Greg Cipolaro, co-founder of the cryptocurrency-focused Digital Asset Research, told CoinDesk he has started keeping his own spreadsheet to track newly reported coronavirus cases. He’s watching for the moment when the number of new cases reported over the past seven days starts to fall below the number reported for the prior week.
“I think it’s topical,” Cipolaro wrote in an email. “My personal opinion is that markets won’t settle down until we slow the coronavirus growth rate, like China and Korean have done. Fears are running rampant, and exponential growth models are being forecasted out ad infinitum.”

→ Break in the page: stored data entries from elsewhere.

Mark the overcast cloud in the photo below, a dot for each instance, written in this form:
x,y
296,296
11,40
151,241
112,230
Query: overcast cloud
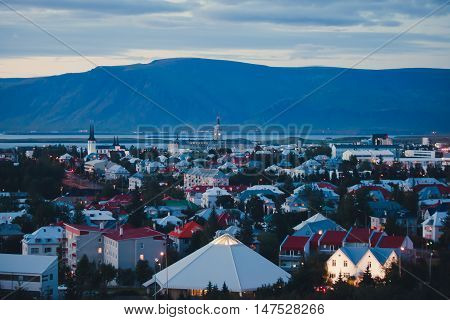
x,y
272,32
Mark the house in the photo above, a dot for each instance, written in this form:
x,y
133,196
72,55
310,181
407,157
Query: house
x,y
98,217
181,236
432,227
316,224
352,262
293,251
47,240
330,241
83,240
37,275
115,172
358,237
210,196
223,260
95,166
136,181
205,177
124,247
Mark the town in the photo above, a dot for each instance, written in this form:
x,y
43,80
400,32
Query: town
x,y
226,219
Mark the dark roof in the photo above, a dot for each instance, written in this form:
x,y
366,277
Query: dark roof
x,y
294,243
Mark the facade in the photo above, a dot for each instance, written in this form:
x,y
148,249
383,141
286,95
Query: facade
x,y
210,196
205,177
44,241
432,227
293,251
83,240
126,246
353,262
92,143
37,275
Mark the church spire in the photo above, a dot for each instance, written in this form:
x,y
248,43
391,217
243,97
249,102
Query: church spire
x,y
91,132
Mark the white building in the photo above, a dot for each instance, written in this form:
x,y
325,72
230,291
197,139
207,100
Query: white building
x,y
126,246
83,240
95,166
432,227
115,172
369,155
136,181
210,196
205,177
353,262
420,154
223,260
35,274
44,241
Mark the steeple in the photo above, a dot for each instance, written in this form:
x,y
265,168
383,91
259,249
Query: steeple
x,y
91,132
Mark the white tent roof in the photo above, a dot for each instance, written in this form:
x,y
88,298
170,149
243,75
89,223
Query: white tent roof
x,y
224,259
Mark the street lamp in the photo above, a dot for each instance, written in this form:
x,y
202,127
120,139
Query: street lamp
x,y
400,262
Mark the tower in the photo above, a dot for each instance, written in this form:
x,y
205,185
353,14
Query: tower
x,y
92,143
217,131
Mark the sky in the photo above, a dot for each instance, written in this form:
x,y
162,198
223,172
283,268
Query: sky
x,y
81,34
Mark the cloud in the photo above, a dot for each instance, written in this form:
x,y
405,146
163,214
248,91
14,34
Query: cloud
x,y
118,7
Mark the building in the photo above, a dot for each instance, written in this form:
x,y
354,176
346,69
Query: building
x,y
217,131
47,241
205,177
381,139
210,196
316,224
223,260
95,166
369,155
293,251
420,154
136,181
432,227
92,143
83,240
181,236
352,262
37,275
123,248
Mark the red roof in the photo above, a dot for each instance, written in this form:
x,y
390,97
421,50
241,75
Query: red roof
x,y
358,235
296,243
231,189
375,237
186,231
333,238
315,241
391,242
134,233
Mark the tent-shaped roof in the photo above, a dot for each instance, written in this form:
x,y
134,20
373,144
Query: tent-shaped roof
x,y
225,259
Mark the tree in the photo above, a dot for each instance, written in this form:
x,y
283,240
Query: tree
x,y
367,280
78,216
143,271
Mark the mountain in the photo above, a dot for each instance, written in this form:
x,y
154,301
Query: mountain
x,y
196,90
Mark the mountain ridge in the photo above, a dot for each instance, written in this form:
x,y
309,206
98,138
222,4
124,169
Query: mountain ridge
x,y
412,100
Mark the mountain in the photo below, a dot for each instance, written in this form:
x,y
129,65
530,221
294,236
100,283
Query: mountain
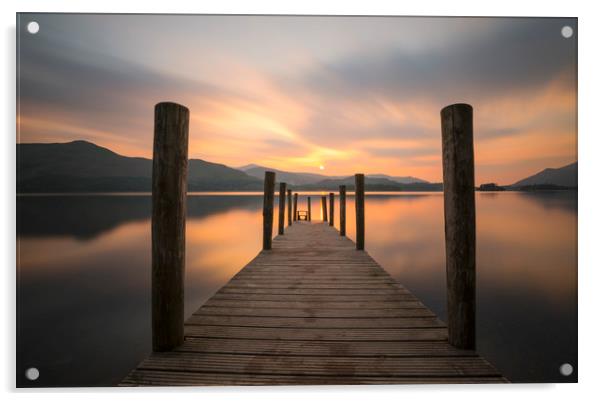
x,y
291,178
372,184
302,179
82,166
402,180
562,177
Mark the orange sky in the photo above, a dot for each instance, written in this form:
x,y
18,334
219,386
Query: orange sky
x,y
293,93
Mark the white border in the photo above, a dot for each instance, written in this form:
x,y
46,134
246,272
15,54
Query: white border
x,y
590,146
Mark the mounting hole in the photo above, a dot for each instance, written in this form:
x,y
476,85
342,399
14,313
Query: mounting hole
x,y
33,27
566,369
32,374
566,31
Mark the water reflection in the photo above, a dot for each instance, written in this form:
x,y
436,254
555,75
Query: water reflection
x,y
84,278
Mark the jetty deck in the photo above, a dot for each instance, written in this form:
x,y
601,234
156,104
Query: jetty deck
x,y
313,310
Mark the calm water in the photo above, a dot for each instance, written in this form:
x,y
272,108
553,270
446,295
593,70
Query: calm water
x,y
84,274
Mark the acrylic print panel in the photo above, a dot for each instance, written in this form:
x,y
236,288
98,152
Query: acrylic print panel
x,y
265,200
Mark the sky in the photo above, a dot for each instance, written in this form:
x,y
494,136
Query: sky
x,y
350,94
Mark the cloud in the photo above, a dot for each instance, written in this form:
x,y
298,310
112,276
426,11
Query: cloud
x,y
354,93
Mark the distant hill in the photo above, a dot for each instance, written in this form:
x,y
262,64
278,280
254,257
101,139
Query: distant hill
x,y
82,166
302,179
551,177
292,178
372,184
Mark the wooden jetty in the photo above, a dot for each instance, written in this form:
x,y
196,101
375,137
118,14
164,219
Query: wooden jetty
x,y
312,307
313,310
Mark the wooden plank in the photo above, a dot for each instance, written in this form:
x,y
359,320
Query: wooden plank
x,y
324,366
316,298
313,323
361,334
308,305
323,348
313,310
143,377
315,313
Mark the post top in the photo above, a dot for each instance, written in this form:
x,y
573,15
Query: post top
x,y
171,105
461,106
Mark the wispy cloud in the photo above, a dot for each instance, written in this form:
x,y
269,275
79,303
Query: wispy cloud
x,y
348,93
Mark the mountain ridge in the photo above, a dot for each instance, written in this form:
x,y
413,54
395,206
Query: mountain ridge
x,y
565,176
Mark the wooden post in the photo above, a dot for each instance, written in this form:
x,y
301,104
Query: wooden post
x,y
268,208
281,206
342,209
289,204
459,210
359,211
295,206
331,211
170,173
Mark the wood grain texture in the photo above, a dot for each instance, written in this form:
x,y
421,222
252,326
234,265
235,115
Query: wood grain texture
x,y
342,210
281,207
360,224
268,208
313,310
170,172
289,207
460,232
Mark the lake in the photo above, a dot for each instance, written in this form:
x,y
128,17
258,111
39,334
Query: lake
x,y
83,278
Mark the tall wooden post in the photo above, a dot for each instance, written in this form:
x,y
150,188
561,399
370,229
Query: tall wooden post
x,y
343,209
295,206
359,212
289,204
170,173
281,206
268,208
331,210
460,237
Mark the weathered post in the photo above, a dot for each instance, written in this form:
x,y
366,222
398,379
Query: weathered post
x,y
331,210
359,212
289,204
170,173
342,209
459,211
295,206
281,206
268,208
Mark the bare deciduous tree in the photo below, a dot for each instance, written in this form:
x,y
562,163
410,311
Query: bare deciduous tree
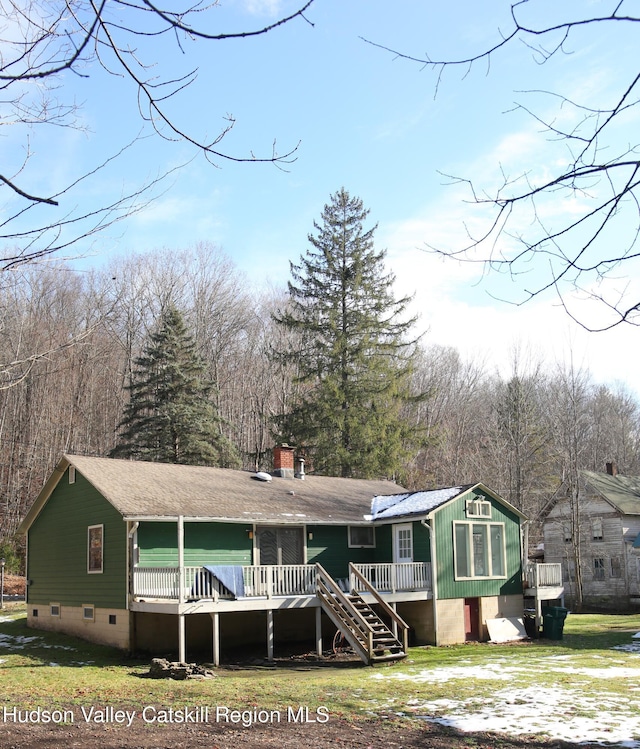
x,y
588,250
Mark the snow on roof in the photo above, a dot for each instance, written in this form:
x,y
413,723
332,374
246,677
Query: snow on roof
x,y
412,503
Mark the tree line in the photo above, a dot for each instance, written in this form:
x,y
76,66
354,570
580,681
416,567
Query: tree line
x,y
330,364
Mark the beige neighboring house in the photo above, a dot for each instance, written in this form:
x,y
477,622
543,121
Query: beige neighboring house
x,y
596,538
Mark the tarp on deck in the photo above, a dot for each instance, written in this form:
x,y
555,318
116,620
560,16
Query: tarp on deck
x,y
230,576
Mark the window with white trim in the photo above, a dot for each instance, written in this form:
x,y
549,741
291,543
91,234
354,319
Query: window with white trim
x,y
616,567
95,538
479,550
596,529
88,613
361,537
598,568
478,508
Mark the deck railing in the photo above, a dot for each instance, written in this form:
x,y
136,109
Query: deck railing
x,y
266,581
393,577
543,575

Mati Greenspan, founder of the research firm Quantum Economics, which analyzes cryptocurrencies and foreign exchange, wrote in an email to clients that it’s not unreasonable to expect bitcoin to trade in synch with stocks for the foreseeable future.
“This might come later on, once we understand more about the economic impact and how long it might take to see some sort of recovery,” Greenspan said.